> On Feb 6, 2015, at 10:35 AM, Claude Pache <[email protected]> wrote:
> 
>> 
>> Le 6 févr. 2015 à 18:04, Ben Newman <[email protected] 
>> <mailto:[email protected]>> a écrit :
>> 
>> The specific line in rev32 of the spec that prevents [[Call]]ing 
>> "classConstructor" functions is 9.2.2.2 
>> <https://people.mozilla.org/~jorendorff/es6-draft.html#sec-ecmascript-function-objects-call-thisargument-argumentslist>:
>> 
>> 2. If F’s [[FunctionKind]] internal slot 
>> <https://people.mozilla.org/~jorendorff/es6-draft.html#sec-object-internal-methods-and-internal-slots>
>>  is "classConstructor", throw a TypeError exception.
>> 
>> From my reading of the spec, I think the idiomatic Foo.call(this) pattern 
>> that Luke Scott described would work if we simply changed that line to 
>> something slightly weaker:
>> 
>> 2. If F’s [[FunctionKind]] internal slot 
>> <https://people.mozilla.org/~jorendorff/es6-draft.html#sec-object-internal-methods-and-internal-slots>
>>  is "classConstructor" and InstanceofOperator 
>> <https://people.mozilla.org/~jorendorff/es6-draft.html#sec-instanceofoperator>(thisArgument,
>>  F) is false, throw a TypeError exception.
>> 
>> This mirrors an assertion discipline that has saved me from many bugs due to 
>> forgetting the new operator:
>> 
>> function Base() {
>>   assert.ok(this instanceof Base);
>>   ...
>> }
>> 
>> function Derived() {
>>   assert.ok(this instanceof Derived);
>>   Base.call(this);
>>   ...
>> }
>> 
>> Derived.prototype = Object.create(Base.prototype, {
>>   constructor: { value: Derived, ... }
>> });
>> 
>> Is the addition of the instanceof check naive?

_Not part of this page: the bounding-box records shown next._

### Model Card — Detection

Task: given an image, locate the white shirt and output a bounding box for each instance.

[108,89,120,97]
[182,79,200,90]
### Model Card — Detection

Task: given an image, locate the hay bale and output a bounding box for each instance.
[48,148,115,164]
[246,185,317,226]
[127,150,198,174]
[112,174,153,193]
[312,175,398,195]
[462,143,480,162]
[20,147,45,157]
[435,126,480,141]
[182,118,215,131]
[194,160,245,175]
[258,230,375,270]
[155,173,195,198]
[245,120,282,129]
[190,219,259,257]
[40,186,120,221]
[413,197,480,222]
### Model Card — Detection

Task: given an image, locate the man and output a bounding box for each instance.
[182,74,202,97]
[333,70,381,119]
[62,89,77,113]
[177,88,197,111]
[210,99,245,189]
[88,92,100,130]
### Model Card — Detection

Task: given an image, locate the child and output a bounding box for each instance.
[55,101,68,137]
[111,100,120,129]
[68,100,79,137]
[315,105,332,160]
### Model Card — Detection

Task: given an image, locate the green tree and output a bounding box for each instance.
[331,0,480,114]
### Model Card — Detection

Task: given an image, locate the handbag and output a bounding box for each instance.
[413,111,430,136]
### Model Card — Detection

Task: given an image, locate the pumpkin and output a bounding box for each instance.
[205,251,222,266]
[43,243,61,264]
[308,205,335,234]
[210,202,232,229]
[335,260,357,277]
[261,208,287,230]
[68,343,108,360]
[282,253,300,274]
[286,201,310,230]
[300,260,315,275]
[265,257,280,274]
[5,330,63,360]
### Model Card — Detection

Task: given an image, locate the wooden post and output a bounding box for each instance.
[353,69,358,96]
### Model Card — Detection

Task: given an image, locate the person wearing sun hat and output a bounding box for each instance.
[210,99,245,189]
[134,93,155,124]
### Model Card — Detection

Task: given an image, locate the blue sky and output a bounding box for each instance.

Would it invalidate any of 
>> the assumptions involved in the invocation of F?
>> 
>> I'm happy to file a bug if this change merits further consideration.
>> 
>> It may be worth noting that only constructors created by class syntax will 
>> have their [[FunctionKind]] internal slot set to "classConstructor", so 
>> (even with the current spec) you can still invoke ordinary constructor 
>> functions using [[Call]]. However, it seems regrettable that you have to 
>> know whether a constructor was created by class syntax in order to know 
>> whether the Foo.call(this) pattern is safe.
> 
> The issue is deeper. In short, you cannot feed an ES6-class constructor with 
> an already allocated object, whatever that object is.
> 
> With a user-defined good ol' pre-ES6 constructor:
> 
>     foo = new Foo // allocate a Foo object and initialise it
>     
> is usually equivalent to:
> 
>     foo = Object.create(Foo.prototype) // allocate a Foo object ...
>     Foo.call(foo) // ... and initilise it
> 
> With the new ES6-class semantics, for the sake of subclassability of 
> builtins, it is, on purpose, not possible to separate allocation from 
> initialisation that way. Even before ES6, builtin classes, did not support 
> such a pattern, e.g.,
> 
>     arr = new Array(2, 3) // allocate a new array and initialise it
> 
> is in no way equivalent to:
> 
>     arr = Object.create(Array.prototype) // allocate an new object, but it 
> won't be an array...
>     Array.call(arr, 2, 3) // ... and don't initialise it, but create 
> uselessly a new Array
>     
> And it appeared that introducing the possibility for builtins to have 
> separate allocation and initialisation phases was problematic.
> 
> —Claude

The following should be sufficient with the current ES6, spec, right? It 
currently works in 6to5.

function mixin(classObject, …traits) {
    var newClassObject = class extends classObject{}
    // … fill in prototype here
}

Below is a possible workaround for pre-ES6 code (without being transpired), 
provided that an Object.isClass is added (checks for internal classConstructor 
flag), which would always return false in pollyfills.

function mixin(classObject, traits) {
    var newClassObject;
    if (Object.isClass(classObject)) {
        newClassObject = eval("class extends classObject{}”);
    } else {
        newClassObject = function() {classObject.apply(this, arguments);};
        newClassObject.prototype = Object.create(classObject.prototype);
        newClassObject.prototype.constructor = newClassObject;
    }
    // … fill in prototype here
}

It’s an ugly hack. Unfortunately the eval is necessary because Chrome throws 
“Unexpected reserved word” for the class keyword.